Three albums, all classics. Let’s celebrate a budding rock & roll legend.

Olivia Rodrigo photo illustration

PHOTO ILLUSTRATION BY GRIFFIN LOTZ. PHOTOGRAPHS IN ILLUSTRATION BY DAVID LIVINGSTON/FILMMAGIC; KEVIN MAZUR/GETTY IMAGES; MATT WINKELMEYER/WIREIMAGE; ADOBE STOCK, 2

Olivia Rodrigo has spent her career making pop history, dropping three of this century’s best albums. She made her mark with her 2021 instant-classic debut Sour, and the even-better 2023 follow-up Guts. But with her brilliant new album, You Seem Pretty Sad For a Girl So In Love, she proves what everybody already knew: Olivia’s an artist with her own voice, not just here to stay, but already hitting the level of the all-time greats. She’s a master of every move whether she’s serving pop-punk bangers or piano-ballad weepers. And she’s already sitting on top of a classic songbook at 23.

So let’s celebrate the music Olivia Rodrigo has made so far: a deep dive into every single song in her amazing catalog. Obviously, this list doesn’t cover High School Musical—that would be a whole other list. (“All I Want” is arguably a special case.) Also, no Bizaardvark, with all due respect to “Blobfish” and “Comeback Song.” It’s got the songs from all three of her albums, with her soundtrack tunes, bonus tracks, cover versions (but only the ones she’s officially released), loosies, and B-sides.
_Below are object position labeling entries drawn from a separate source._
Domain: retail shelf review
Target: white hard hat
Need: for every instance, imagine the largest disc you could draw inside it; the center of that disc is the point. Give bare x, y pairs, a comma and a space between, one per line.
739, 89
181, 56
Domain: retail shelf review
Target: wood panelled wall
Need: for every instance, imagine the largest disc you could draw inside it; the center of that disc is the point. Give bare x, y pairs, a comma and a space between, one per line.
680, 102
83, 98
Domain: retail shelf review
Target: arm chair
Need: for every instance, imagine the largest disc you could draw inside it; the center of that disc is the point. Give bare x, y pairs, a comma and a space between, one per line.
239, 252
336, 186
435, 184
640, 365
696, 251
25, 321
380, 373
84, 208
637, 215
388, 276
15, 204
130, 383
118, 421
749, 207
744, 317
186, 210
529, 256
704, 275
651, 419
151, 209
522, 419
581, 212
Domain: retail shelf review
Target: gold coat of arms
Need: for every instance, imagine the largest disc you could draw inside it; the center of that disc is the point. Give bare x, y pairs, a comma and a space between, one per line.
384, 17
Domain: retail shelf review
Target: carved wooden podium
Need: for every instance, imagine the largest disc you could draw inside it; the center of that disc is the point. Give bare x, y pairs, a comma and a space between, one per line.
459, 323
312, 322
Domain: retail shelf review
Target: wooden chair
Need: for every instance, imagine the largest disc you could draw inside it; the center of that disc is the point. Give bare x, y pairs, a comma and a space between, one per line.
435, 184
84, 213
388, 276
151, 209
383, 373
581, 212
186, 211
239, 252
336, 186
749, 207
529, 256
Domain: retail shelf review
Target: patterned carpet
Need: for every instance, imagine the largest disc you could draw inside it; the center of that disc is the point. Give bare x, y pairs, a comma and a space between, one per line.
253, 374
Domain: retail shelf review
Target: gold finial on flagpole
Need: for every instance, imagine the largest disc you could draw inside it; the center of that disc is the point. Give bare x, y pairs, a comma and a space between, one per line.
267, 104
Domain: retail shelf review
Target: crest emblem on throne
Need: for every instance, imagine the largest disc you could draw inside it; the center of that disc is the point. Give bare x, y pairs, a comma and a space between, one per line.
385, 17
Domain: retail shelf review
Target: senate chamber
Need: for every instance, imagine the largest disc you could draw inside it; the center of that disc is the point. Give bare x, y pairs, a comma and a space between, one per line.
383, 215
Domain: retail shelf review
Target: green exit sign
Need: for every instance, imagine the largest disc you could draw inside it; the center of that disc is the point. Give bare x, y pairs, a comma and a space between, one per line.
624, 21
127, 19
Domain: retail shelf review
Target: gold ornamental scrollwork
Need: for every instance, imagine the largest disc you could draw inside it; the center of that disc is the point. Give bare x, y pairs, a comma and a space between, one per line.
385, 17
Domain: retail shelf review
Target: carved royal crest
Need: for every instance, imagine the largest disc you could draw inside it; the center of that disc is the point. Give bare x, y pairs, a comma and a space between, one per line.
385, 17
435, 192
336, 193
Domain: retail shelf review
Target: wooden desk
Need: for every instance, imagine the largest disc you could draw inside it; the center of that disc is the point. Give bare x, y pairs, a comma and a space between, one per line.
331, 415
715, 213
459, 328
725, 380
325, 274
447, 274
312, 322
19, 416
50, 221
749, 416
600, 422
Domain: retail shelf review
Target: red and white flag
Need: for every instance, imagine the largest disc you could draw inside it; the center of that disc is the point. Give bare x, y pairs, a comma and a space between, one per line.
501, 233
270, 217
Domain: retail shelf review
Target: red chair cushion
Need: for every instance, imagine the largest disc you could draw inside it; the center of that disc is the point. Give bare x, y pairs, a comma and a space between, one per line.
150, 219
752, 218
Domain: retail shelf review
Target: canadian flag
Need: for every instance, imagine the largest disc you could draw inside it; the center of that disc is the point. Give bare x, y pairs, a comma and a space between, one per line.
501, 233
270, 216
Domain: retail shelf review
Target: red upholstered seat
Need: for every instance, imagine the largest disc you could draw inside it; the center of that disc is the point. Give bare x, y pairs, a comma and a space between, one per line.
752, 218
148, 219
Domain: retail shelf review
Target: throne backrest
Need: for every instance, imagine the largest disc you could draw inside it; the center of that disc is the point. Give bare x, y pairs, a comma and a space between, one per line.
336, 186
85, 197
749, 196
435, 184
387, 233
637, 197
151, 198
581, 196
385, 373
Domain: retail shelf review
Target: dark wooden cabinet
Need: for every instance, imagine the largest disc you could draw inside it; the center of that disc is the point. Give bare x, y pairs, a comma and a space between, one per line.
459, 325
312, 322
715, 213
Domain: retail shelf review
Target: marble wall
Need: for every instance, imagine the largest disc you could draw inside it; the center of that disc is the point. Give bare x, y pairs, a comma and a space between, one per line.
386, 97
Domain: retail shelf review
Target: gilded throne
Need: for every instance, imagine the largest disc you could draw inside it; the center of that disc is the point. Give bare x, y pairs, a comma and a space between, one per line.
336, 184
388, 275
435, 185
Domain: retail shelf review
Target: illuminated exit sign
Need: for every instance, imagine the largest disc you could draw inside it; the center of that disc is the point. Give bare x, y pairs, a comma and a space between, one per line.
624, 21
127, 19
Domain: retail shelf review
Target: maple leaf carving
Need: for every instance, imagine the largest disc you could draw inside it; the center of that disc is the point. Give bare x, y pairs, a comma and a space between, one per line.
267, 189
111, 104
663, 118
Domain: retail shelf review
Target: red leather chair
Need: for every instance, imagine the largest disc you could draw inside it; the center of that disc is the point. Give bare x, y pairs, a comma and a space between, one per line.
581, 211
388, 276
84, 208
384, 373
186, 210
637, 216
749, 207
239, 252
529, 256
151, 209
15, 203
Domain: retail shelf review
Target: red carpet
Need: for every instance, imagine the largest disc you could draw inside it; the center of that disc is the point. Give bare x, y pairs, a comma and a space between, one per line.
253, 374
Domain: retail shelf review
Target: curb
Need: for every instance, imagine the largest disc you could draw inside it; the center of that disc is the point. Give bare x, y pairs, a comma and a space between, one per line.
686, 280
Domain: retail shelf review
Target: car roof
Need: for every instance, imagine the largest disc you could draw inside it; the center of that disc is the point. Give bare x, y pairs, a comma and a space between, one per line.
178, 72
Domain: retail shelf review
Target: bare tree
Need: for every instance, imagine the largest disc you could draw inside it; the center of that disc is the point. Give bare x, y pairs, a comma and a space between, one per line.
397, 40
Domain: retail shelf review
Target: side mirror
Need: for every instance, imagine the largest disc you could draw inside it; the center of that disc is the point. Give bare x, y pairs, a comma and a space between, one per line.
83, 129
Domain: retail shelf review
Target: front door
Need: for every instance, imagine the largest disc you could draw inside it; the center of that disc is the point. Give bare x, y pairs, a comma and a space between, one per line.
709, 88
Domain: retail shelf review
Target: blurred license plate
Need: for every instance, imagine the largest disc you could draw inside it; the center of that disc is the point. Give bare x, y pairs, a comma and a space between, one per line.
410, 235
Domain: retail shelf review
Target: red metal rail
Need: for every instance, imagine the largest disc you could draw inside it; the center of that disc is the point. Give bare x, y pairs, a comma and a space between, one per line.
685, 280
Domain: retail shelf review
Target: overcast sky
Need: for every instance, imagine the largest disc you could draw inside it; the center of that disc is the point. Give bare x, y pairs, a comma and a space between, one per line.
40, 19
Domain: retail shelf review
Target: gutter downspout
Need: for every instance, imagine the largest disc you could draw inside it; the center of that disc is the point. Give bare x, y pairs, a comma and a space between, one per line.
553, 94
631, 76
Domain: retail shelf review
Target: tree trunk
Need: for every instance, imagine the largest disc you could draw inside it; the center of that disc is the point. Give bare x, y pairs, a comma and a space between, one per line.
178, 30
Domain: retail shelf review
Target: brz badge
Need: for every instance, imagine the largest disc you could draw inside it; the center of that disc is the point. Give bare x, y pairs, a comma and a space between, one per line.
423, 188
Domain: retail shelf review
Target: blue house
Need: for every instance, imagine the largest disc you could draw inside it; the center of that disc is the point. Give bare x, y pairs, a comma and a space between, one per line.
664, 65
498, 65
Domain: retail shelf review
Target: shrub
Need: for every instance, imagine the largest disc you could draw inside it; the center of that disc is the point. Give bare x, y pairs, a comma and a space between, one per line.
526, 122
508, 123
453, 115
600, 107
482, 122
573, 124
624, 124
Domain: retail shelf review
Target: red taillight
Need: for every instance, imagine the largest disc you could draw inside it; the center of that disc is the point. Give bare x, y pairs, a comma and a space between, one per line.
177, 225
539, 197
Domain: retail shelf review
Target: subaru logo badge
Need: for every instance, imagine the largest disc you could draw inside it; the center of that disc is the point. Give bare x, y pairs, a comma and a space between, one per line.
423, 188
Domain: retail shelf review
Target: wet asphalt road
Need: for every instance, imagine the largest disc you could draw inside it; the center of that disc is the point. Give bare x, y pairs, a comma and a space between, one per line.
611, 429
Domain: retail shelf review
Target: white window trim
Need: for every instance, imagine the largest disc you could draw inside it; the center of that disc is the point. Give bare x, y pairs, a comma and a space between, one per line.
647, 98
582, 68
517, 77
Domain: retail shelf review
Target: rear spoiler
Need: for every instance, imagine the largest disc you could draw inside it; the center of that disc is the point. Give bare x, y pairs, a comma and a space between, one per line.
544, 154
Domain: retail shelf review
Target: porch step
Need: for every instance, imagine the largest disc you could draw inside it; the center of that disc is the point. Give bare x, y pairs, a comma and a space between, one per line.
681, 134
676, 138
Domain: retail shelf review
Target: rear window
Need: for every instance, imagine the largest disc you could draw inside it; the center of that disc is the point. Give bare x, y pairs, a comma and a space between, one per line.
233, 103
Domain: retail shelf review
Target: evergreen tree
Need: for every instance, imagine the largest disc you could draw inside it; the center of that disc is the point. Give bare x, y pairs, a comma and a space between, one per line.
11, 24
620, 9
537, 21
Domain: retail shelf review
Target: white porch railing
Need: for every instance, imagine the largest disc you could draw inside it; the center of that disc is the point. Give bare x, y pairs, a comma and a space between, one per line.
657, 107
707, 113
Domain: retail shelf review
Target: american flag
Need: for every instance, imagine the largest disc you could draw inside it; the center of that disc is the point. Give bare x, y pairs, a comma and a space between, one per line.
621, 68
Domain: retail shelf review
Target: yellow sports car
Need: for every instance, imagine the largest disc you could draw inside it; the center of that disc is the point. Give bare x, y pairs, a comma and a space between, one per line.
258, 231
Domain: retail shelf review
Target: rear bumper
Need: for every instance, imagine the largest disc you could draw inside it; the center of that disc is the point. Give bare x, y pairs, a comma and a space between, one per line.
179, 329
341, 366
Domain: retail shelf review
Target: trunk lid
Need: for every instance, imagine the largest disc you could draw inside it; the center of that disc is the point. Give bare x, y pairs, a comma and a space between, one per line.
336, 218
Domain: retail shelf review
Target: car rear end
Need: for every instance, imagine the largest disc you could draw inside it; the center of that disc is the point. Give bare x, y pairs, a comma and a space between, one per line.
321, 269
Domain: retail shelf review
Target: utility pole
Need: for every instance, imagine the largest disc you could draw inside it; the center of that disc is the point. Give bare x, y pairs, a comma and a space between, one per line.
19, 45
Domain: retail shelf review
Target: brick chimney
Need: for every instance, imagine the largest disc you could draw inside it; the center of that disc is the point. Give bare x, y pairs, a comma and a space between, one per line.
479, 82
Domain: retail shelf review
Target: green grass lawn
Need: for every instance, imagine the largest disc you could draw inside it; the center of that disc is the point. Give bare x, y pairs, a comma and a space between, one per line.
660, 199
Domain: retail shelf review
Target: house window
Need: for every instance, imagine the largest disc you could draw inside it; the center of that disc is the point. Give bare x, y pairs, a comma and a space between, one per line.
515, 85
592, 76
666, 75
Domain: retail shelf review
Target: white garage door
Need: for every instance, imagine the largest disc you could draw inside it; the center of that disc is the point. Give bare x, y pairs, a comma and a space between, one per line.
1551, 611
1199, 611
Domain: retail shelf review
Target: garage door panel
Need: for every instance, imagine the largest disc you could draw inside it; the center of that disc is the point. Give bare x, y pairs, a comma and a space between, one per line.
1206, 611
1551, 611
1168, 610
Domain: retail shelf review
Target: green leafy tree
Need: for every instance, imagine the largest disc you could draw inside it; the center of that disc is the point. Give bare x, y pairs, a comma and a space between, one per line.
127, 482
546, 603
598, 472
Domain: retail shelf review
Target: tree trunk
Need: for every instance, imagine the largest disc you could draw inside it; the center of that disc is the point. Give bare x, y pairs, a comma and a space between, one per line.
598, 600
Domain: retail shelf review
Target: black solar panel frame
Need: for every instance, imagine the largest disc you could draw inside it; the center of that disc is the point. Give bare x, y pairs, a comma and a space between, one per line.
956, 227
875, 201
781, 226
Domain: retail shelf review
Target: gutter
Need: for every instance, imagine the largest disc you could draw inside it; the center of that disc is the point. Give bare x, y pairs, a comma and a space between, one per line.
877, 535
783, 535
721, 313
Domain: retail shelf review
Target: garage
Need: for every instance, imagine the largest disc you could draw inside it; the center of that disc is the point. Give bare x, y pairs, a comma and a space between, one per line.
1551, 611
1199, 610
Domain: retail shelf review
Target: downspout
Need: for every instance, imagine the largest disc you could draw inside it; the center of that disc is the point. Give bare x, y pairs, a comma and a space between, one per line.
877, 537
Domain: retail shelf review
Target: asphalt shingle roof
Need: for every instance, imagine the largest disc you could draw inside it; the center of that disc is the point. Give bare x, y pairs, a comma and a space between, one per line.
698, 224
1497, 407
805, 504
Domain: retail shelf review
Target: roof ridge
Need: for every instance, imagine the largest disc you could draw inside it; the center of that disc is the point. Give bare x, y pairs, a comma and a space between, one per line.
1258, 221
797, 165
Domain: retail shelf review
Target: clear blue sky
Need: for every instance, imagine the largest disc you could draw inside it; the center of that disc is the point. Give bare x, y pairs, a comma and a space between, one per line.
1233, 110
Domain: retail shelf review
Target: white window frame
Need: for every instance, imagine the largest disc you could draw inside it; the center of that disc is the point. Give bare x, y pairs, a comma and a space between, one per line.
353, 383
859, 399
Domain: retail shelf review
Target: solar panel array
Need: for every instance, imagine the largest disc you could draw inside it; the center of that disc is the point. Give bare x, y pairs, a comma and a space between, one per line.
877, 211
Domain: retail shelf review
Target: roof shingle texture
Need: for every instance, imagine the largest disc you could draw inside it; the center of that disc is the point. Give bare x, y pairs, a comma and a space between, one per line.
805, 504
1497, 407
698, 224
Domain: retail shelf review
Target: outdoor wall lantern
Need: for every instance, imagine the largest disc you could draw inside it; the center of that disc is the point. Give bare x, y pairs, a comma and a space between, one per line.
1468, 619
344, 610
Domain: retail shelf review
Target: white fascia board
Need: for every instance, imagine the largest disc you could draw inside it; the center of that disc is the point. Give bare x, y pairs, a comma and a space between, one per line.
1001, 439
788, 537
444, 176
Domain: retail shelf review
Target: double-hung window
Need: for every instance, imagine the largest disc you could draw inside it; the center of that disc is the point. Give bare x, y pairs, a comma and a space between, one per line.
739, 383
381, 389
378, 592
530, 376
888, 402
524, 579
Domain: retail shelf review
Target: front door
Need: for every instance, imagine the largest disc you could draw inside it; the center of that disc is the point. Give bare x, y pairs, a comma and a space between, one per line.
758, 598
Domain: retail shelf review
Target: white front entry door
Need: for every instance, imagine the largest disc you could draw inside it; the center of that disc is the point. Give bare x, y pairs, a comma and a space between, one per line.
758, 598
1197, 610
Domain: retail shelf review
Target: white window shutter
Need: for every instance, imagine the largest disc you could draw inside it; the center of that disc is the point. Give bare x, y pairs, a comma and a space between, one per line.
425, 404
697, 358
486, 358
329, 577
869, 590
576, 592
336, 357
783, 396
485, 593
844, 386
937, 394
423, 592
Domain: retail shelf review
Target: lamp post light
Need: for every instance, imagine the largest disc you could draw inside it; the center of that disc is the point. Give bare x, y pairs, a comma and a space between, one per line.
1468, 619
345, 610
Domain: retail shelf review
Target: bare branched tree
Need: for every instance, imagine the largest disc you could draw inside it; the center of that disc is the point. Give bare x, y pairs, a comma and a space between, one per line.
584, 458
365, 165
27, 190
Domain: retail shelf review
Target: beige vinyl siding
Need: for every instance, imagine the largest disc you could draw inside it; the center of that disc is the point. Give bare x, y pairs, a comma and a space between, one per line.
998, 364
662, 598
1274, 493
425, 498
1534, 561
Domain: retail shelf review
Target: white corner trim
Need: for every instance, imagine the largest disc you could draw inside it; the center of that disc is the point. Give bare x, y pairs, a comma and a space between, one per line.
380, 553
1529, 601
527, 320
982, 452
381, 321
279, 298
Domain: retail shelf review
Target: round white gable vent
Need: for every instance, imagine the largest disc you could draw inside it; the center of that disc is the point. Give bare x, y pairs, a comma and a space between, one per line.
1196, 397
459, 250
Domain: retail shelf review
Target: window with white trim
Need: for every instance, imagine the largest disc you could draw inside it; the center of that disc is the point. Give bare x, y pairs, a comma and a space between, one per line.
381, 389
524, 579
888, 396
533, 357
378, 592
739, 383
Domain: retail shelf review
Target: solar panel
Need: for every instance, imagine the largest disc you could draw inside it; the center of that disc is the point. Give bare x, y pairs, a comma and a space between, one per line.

Remember, every fan’s list would be different — that’s the point. The competition for the top is fierce, but this whole list is stacked with bangers from top to bottom. So raise a glass to Olivia, crank up the music, sense the undertones, and sing along loud. Hey, it really is brutal out here.

17

‘Get Him Back!’

A rocked-out guitar tantrum, with some of Olivia’s shadiest shade: “He had an ego and a temper and a wandering eye / He said he’s 6-foot-2 and I’m like, dude, nice try.” When she sings, “I wanna meet his mom, just to tell her her son sucks,” that is some zoomer-Joni level shit. (On Blue, Joni Mitchell has the same conversation with Leonard Cohen’s mom, though not in those exact words.) Famous last words “I am my father’s daughter, so maybe I can fix him?”Best line: “I wanna key his car, I wanna make him lunch.”

16

‘Favorite Crime’

A gorgeous guitar ballad in Nineties indie-rock mode, with a chorus that cleverly tweaks Pavement’s “Here” for an Olivia tune that’s truly slanted and enchanted. “Favorite Crime” explores one of her favorite lyrical themes: how tough it can be to stop blaming yourself for other people being mean to you.Best line: “Doe-eyed as you buried me/One heart broke, four hands bloody.”

15

‘What’s Wrong With Me’ (with Robert Smith)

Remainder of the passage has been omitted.